At the core of the issue with AI intentionally deceiving a user is “misalignment”—defined as what happens when an AI pursues an unintended goal. The researchers offer as an example of this, “an AI trained to earn money could learn to steal, while the intended goal was to only earn money legally and ethically.” The scheming is what happens when the model attempts to hide the fact that it is misaligned, and the researchers theorize that the model does this to protect itself and its own goals. That is decidedly different than hallucinations, which a recent paper published by OpenAI suggests is the result of models being rewarded more for guessing than for acknowledging uncertainty.
To address the issue, the researchers put the models through what they call an anti-scheming training technique known as “deliberative alignment.” OpenAI explained that this method, which works with LLMs that can produce “chain-of-thought” traces that show how they work through queries, teaches the model safety specifications and makes them consider those specifications before answering. It’s probably an oversimplification to say that they basically told the machines not to lie, but it does kind of seem like it’s a slightly more complicated version of that.
The results were reportedly pretty positive. According to the researchers, they observed a 30x reduction in “covert actions,” or attempts to hide specific behaviors from a user. When applied to OpenAI’s o3 model, it reduced covert actions from 13% to 0.4% and for o4-mini, it dropped from 8.7% to 0.3%. (Side note: Uh, 13% seems like a pretty high frequency of deception from a machine that is just supposed to take orders.)

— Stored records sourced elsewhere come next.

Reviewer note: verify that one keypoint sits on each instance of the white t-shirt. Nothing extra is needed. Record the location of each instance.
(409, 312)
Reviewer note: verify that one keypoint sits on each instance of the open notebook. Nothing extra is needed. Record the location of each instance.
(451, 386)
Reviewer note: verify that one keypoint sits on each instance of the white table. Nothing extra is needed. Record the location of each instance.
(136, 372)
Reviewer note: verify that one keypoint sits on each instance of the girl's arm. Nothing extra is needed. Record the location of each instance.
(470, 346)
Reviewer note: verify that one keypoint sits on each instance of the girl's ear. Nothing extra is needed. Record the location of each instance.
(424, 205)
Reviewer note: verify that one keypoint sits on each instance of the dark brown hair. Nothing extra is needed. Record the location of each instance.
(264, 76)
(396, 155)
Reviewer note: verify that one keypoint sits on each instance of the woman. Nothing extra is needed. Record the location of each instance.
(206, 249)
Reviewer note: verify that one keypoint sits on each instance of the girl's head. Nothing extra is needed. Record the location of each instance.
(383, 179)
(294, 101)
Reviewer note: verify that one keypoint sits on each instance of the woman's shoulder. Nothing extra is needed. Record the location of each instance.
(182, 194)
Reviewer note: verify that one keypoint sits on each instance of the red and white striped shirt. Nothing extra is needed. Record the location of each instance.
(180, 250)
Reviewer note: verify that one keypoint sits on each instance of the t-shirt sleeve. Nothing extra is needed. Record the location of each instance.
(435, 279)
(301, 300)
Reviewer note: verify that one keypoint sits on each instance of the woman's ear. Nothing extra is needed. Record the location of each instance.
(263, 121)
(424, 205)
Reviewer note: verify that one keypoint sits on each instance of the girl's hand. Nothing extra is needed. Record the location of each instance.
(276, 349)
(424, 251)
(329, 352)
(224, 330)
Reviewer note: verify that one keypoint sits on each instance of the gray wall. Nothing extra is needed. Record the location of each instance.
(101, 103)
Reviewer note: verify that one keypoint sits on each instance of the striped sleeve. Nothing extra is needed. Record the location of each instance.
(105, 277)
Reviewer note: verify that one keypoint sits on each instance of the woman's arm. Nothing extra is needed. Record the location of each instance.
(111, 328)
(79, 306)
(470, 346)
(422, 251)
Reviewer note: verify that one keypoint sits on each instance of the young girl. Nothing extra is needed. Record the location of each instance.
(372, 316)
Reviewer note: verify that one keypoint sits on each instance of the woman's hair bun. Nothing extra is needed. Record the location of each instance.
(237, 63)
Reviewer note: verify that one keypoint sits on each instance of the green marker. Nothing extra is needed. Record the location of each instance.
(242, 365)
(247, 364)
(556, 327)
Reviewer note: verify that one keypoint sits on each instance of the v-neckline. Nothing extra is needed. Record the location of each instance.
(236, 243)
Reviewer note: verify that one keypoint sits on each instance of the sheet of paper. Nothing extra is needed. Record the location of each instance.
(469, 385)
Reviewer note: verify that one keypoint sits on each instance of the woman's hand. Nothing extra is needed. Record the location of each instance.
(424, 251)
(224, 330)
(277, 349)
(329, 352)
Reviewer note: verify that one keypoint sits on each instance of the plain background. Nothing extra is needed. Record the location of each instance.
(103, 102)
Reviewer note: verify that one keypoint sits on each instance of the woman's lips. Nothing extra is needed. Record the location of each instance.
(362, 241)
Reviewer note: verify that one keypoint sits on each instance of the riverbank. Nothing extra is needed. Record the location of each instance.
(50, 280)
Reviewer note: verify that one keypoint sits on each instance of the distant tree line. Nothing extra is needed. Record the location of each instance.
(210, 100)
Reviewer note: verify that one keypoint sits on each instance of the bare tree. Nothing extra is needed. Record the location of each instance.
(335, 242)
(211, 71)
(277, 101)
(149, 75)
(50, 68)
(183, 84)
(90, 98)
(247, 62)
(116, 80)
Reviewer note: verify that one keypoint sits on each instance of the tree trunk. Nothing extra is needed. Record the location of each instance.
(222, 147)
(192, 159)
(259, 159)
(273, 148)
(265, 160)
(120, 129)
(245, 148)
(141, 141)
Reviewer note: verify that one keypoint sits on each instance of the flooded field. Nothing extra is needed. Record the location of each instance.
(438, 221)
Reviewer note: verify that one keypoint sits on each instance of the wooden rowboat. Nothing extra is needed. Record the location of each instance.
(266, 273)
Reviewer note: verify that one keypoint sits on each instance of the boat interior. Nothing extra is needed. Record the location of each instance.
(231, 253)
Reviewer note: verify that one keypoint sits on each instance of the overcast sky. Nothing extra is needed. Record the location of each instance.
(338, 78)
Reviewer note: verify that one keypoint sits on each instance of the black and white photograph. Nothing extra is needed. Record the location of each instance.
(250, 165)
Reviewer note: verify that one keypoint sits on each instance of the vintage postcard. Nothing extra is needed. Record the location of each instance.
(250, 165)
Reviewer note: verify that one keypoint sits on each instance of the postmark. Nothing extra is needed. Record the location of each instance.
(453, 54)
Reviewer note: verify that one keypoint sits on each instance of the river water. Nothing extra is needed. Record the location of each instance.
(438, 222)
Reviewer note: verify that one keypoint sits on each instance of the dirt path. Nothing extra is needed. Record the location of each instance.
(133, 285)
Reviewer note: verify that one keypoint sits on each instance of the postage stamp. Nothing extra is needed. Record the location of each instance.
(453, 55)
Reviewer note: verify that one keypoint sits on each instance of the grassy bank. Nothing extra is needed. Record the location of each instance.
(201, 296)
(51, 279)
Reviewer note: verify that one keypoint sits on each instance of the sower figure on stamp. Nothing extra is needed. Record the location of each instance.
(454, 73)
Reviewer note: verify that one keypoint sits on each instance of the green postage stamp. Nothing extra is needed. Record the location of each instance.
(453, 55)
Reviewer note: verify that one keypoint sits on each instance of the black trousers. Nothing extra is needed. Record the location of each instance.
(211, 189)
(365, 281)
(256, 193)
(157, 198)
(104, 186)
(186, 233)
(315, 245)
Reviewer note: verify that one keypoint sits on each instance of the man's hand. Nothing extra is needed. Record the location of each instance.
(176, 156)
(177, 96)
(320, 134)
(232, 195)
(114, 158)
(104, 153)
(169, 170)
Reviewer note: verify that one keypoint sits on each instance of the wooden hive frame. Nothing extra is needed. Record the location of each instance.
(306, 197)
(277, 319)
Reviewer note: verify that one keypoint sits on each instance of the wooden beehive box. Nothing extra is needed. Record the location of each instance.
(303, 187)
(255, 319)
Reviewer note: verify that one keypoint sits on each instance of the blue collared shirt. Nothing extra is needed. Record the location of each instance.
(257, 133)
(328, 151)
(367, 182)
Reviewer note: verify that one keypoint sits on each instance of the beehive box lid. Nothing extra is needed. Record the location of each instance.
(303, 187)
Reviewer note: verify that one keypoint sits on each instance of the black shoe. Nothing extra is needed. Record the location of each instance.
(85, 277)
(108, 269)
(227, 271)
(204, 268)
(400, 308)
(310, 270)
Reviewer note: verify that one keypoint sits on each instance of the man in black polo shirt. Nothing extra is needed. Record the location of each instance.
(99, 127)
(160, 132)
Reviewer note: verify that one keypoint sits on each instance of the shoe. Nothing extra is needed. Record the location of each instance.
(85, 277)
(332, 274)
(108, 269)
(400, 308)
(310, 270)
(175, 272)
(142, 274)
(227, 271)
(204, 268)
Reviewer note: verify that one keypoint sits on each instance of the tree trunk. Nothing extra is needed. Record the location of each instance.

While those numbers are obviously an improvement, they are also not zero. The thing is, researchers have not figured out how to completely stop scheming. And while they insist that scheming, as it relates to most uses of AI models, is not serious—it might result in, say, the ChatGPT telling the user it completed a task it didn’t, for instance—it’s kinda wild that they straight up cannot eliminate lying. In fact, the researchers wrote, “A major failure mode of attempting to ‘train out’ scheming is simply teaching the model to scheme more carefully and covertly.”
So has the problem gotten better, or have the models just gotten better at hiding the fact that they are trying to deceive people? The researchers say the problem has gotten better. They wouldn’t lie…right?